As determined by the 40LB culture system, 37.2% of the input B1-8^lo B cells in the experimental arm were Fas knock-out cells. On the other hand, B1-8^lo and B1-8^hi input donor B cells had similar Fas expression levels in the control arm ( Figure 8 ).

Upon adoptive transfer into recipient mice, Fas^KO B cells were still able to fully participate in the GC reaction, showing that our stimulation and electroporation protocol did not impair the physiological activity of the gene-edited B cells ( Figure 9A ).

Examining the total donor B cells in both the control and experimental arm, Fas^KO B1-8^lo B cells and Fas^WT B1-8^lo B cells were outcompeted by the B1-8^hi B cells, as the B1-8^lo/B1-8^hi ratio fell below 1 ( Figure 9B ).

Although the Fas^WT B1-8^hi B cells still outcompeted both Fas^KO B1-8^lo B cells and Fas^WT B1-8^lo B cells, there was a higher ratio of B1-8^lo/B1-8^hi in the experimental arm when compared to the control arm at days 9 and 14 ( Figure 9B ). Focusing on the B1-8^lo GC B cell population in the experimental arm, there was an increase in the proportions of Fas^KO B1-8^lo GC B cells from an input proportion of 37.2% to an average of 38% on day 6 to around 55% on day 9, which reached 67% by day 14 ( Figure 9C ). This indicated that a level of Fas-mediated selection was occurring within the GC.

To exclude an intrinsic effect of the gene editing on cell growth, we co-cultured Fas^KO B cells in vitro with 40LB cells to induce a GC-like phenotype in the B cells. Fas^WT B cells were co-cultured as a control with the 40LB cells ( Figure 10A ). We performed next-generation amplicon sequencing on the extracted DNA from the iGC B cells on days 3, 4, and 5 to check for mutations in the Fas gene locus that the crRNA had targeted. The frequency of mutations was then compared to the flow cytometry knock-out efficiency.

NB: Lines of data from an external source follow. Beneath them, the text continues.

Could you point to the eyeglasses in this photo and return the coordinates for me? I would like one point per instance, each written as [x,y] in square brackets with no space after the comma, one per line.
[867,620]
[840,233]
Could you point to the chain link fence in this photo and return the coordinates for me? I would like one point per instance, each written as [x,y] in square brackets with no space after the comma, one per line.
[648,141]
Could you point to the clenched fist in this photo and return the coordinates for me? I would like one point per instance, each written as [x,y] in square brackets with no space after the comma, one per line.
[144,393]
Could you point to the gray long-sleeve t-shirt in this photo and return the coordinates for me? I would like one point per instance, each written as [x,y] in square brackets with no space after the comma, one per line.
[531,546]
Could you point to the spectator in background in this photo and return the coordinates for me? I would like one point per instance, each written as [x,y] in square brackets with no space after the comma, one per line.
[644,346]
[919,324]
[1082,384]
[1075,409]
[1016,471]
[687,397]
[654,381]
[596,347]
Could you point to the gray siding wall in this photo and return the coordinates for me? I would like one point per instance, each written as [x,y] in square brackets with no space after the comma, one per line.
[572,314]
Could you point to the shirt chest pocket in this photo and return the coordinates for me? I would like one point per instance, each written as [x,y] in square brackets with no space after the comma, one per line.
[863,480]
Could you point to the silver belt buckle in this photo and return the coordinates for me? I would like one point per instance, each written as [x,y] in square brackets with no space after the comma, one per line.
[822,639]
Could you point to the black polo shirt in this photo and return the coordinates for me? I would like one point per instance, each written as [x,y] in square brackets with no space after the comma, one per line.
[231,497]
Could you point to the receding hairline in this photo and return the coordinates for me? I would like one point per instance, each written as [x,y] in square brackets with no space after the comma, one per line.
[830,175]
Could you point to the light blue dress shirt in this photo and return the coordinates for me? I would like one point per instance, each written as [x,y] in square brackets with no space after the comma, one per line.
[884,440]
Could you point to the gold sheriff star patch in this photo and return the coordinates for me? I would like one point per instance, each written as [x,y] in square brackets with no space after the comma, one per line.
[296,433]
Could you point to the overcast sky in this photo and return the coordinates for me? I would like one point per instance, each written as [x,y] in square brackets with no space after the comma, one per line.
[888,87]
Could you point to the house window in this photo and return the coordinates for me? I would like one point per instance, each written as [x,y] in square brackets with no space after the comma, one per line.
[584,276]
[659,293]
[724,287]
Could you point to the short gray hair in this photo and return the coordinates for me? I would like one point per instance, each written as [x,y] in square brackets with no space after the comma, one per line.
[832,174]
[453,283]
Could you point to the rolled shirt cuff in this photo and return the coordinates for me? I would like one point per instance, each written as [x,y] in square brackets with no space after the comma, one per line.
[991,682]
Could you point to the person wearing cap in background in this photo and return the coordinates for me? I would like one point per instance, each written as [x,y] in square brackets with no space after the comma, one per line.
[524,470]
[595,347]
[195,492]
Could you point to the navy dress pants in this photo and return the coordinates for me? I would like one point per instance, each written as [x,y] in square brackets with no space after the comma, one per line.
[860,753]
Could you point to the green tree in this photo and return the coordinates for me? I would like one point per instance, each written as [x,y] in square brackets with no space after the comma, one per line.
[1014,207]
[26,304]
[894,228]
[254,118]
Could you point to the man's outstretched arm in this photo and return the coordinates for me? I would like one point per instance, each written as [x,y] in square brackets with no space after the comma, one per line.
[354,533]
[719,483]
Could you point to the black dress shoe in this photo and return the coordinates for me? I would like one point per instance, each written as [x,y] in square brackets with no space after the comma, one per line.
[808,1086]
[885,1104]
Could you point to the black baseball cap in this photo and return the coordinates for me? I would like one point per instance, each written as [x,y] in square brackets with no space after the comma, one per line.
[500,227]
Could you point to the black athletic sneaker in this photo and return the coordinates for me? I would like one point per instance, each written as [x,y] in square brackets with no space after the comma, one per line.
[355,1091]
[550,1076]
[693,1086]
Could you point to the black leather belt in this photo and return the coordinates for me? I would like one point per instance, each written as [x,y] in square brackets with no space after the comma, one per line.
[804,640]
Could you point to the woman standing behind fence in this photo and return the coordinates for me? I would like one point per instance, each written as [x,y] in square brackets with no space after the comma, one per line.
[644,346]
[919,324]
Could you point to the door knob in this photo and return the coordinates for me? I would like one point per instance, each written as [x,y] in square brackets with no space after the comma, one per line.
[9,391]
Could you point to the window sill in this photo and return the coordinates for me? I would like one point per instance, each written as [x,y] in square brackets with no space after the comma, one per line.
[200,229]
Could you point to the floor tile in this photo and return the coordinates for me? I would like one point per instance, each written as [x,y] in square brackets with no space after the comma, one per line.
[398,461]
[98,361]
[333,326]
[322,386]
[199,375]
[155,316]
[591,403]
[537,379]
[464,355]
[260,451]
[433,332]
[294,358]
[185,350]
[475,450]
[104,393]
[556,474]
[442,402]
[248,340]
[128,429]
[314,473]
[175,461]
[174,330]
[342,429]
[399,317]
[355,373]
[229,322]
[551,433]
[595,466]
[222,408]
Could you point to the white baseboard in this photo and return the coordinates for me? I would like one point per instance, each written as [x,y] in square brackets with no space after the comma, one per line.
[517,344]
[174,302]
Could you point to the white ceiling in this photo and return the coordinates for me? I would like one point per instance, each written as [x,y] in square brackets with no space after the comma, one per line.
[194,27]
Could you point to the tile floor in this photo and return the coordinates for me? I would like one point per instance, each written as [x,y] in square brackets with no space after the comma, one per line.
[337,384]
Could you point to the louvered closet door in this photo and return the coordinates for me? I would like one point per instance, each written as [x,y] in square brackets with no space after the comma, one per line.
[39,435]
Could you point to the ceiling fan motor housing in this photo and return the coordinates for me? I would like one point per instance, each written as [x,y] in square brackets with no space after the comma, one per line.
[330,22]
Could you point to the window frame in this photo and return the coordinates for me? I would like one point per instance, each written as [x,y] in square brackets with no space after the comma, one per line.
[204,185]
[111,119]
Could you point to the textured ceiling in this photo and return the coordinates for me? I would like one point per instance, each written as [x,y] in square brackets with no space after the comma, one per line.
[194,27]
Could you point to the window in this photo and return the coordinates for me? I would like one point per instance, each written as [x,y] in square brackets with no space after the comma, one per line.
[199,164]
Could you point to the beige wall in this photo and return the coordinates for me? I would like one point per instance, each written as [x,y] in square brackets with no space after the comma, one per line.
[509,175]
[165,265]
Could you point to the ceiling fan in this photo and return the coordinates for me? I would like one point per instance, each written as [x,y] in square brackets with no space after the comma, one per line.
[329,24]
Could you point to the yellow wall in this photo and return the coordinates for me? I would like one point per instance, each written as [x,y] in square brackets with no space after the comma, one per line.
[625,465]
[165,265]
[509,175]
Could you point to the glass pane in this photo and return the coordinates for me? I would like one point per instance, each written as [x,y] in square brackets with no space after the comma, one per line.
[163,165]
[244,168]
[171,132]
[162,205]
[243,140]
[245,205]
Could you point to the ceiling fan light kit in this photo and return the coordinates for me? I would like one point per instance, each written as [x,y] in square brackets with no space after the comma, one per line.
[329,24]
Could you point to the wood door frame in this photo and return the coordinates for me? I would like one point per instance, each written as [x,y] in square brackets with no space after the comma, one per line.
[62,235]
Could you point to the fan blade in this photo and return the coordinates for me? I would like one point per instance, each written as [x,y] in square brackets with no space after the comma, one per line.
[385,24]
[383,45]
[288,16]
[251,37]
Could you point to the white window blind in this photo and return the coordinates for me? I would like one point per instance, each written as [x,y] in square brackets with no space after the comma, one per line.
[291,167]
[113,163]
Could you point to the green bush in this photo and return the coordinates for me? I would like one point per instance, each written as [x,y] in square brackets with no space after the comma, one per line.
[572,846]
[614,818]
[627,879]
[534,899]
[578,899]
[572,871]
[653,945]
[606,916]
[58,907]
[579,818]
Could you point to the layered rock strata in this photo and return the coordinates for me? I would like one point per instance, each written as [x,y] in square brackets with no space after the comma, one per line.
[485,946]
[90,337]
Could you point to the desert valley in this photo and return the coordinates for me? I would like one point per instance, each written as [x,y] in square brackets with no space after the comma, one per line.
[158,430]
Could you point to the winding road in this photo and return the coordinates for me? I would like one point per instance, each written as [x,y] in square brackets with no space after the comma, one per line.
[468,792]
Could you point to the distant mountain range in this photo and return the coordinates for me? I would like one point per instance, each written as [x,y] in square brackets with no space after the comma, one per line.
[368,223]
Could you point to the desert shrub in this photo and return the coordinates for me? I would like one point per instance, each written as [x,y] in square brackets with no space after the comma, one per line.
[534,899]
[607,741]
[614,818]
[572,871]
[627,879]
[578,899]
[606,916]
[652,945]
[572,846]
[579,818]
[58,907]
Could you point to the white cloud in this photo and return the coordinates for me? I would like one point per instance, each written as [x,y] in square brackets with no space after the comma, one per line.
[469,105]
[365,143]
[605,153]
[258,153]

When comparing phenotypic data from flow cytometry and next-generation amplicon sequencing data, we found a strong concordance in the frequencies of knock-out iGC B cells ( Figure 10B ). Both methods confirmed that the proportion of Fas^KO B cells stayed stable over the observation period. In the control arm, the 5% of the background mutation, as determined by next-generation amplicon sequencing, was possibly due to sequencing or PCR errors.

This experiment demonstrates that within 40LB cultures, the loss of Fas expression does not confer a growth advantage or disadvantage to B cells, thus excluding the likelihood of an experimental artifact in our in vivo data.